Explicitly exploiting parallelism in a program, however, is cumbersome and error prone. It may require the use of inline assembly to generate the appropriate SIMD instructions or the use of a complicated threading library to take advantage of the computing power available on a multiprocessor. Although such explicit techniques can be extremely effective, they also greatly complicate program development and maintenance. An alternative approach is to let a compiler do (at least part of) this exploitation automatically. In this approach, a program written in a sequential programming language, such as Pascal, C, or Fortran, is supplied to a compiler, which analyzes the program for implicit opportunities for parallelism and generates code that takes advantage of this implicit parallelism. An example of such a compiler is the Fortran/C++ compiler developed at Intel's Microcomputer Software Laboratories (where we work). This compiler automatically finds opportunities to generate SIMD instructions (a process called "auto-vectorization") and multithreaded code ("auto-parallelization"). In this article, we will examine some of the techniques used by this compiler.

Data Dependencies

Suppose that you have written Example 1(a) in a sequential programming language such as C. The sequential semantics of C pose the following execution order on the statements: First execute S1 (giving a the value 100) and then execute S2 (giving b the value -10 if we assume that the initial value of c is 0). In Example 1(a), however, executing S2 before S1 (or even executing S1 and S2 simultaneously) has no effect on the final values of the variables a or b. In contrast, suppose you have written Example 1(b). Now, the sequential semantics must be respected or else the final outcome of the code changes. If the initial value of a is 0, for example, then interchanging the execution order of the statements would yield the value -10 for b (rather than 90). This difference with the first example is caused by the fact that there exists a flow (read-after-write) dependence between S3 and S4. Other data-dependence relations that prohibit interchanging the execution order of two statements are the anti (write-after-read) dependence and the output (write-after-write) dependence.

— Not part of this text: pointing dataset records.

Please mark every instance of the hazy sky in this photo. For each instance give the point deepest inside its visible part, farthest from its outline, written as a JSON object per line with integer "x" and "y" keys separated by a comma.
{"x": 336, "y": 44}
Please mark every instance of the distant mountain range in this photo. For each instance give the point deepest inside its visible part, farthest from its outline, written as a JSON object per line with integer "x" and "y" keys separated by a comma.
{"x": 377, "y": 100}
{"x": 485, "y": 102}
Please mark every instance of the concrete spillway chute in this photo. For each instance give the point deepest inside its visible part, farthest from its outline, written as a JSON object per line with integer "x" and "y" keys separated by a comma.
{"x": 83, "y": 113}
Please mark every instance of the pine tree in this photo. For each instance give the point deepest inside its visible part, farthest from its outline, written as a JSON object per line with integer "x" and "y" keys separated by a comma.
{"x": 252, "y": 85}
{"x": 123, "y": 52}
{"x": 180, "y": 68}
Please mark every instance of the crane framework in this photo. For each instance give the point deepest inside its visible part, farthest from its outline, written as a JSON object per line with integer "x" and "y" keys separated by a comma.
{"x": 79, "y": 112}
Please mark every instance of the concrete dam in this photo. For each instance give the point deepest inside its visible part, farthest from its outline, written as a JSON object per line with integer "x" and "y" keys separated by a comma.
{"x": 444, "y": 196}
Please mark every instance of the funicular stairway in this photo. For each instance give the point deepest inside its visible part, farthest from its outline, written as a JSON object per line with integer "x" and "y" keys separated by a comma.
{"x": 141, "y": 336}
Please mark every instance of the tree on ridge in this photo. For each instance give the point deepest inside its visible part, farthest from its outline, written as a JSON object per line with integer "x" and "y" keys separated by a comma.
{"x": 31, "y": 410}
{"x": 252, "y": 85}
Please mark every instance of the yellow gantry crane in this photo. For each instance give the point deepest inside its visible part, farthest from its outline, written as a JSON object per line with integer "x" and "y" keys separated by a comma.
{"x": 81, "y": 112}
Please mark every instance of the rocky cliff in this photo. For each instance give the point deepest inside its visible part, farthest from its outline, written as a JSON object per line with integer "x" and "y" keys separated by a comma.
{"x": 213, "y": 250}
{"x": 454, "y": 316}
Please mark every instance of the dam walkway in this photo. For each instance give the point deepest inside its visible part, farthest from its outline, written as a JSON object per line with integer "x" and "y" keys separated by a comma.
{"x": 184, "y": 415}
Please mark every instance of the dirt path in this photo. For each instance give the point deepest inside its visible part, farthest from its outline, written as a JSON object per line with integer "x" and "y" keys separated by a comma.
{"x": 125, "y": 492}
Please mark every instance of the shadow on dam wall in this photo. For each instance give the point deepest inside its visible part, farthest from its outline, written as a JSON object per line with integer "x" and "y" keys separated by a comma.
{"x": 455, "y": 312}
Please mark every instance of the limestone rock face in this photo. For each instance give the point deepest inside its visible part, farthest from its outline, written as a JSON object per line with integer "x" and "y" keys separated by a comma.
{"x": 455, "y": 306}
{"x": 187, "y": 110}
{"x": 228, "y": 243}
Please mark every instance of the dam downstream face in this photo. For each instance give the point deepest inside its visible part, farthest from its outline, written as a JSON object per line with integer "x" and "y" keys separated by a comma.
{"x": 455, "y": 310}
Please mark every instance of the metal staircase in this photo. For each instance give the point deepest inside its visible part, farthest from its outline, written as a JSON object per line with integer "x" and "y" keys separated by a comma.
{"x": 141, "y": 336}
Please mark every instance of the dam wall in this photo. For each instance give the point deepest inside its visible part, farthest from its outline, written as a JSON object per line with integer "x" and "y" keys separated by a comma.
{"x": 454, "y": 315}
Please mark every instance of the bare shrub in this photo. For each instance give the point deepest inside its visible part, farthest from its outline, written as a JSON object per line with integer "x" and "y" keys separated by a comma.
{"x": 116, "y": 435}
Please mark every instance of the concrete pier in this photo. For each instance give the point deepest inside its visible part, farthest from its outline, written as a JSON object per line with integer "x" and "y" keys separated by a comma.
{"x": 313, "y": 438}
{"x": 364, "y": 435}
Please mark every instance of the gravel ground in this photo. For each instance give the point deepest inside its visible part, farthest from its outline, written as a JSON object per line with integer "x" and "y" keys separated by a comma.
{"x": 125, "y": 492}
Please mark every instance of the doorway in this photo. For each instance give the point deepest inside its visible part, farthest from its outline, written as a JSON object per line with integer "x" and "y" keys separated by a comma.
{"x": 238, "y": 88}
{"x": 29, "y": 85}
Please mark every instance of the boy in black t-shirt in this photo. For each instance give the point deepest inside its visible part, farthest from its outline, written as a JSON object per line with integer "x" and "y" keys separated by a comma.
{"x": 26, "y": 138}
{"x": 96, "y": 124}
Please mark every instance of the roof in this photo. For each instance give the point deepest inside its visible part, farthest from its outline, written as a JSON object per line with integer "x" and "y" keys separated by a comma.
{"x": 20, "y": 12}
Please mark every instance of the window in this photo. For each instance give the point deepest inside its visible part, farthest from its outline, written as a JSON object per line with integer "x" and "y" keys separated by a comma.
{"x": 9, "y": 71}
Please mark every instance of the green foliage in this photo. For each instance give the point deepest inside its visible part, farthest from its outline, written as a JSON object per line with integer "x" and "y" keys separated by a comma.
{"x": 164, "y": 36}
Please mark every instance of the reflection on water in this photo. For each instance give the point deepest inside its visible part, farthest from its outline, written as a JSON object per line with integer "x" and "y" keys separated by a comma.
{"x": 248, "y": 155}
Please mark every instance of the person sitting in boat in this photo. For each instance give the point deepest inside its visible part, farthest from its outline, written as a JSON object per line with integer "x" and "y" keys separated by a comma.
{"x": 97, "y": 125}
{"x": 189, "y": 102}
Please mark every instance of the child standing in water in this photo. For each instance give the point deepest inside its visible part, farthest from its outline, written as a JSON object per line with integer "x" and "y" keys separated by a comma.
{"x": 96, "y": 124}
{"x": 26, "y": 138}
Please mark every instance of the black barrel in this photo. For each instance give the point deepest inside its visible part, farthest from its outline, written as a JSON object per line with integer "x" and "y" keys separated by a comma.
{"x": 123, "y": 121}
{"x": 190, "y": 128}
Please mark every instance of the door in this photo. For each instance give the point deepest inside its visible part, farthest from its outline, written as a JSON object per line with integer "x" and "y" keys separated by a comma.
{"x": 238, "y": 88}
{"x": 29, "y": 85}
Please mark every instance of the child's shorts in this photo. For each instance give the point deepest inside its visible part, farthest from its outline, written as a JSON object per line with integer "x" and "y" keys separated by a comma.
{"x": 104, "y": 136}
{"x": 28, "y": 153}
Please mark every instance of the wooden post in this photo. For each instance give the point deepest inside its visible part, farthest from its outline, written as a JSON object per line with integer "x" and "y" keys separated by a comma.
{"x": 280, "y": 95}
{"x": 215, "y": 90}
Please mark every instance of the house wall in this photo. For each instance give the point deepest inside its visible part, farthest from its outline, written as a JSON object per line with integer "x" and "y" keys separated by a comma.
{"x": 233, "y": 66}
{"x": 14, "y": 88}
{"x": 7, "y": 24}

Central for any compiler that wants to exploit implicit parallelism in a sequential program is the observation that the execution order of statements can be changed without affecting the meaning of these statements, as long as all data-dependence relations are respected. (Here we assume that I/O statements are internally represented by assignments to variables that represent open files, so that the resulting output dependencies prohibit changing the execution order of these statements.) Mathematically speaking, sequential programming languages pose a total order on the execution of statements, but only the partial order induced by data dependencies is relevant for the final outcome. Finding the data-dependence relations in a program (a process called "data-dependence analysis") is relatively simple for straight-line code (as in the previous examples), but becomes more complex when loops are involved.

In Example 1(c), for instance, the first complication arises from the fact that the loop causes statement S5 to be executed many times, which gives rise to different instances of the same statement (which we will denote by S5(1), S5(2), S5(3), and so on). The second complication arises from the use of an array rather than a scalar variable. Testing for a flow dependence, for example, consists of determining whether an instance S5(i') that precedes another instance S5(i") (viz. i'<i") can write to the same element of array a that is read by the latter instance (i'=i"-1). Mathematically, this problem is equivalent to solving the following system for i' and i":i'=i"-1 where 1<=i'<i"<100.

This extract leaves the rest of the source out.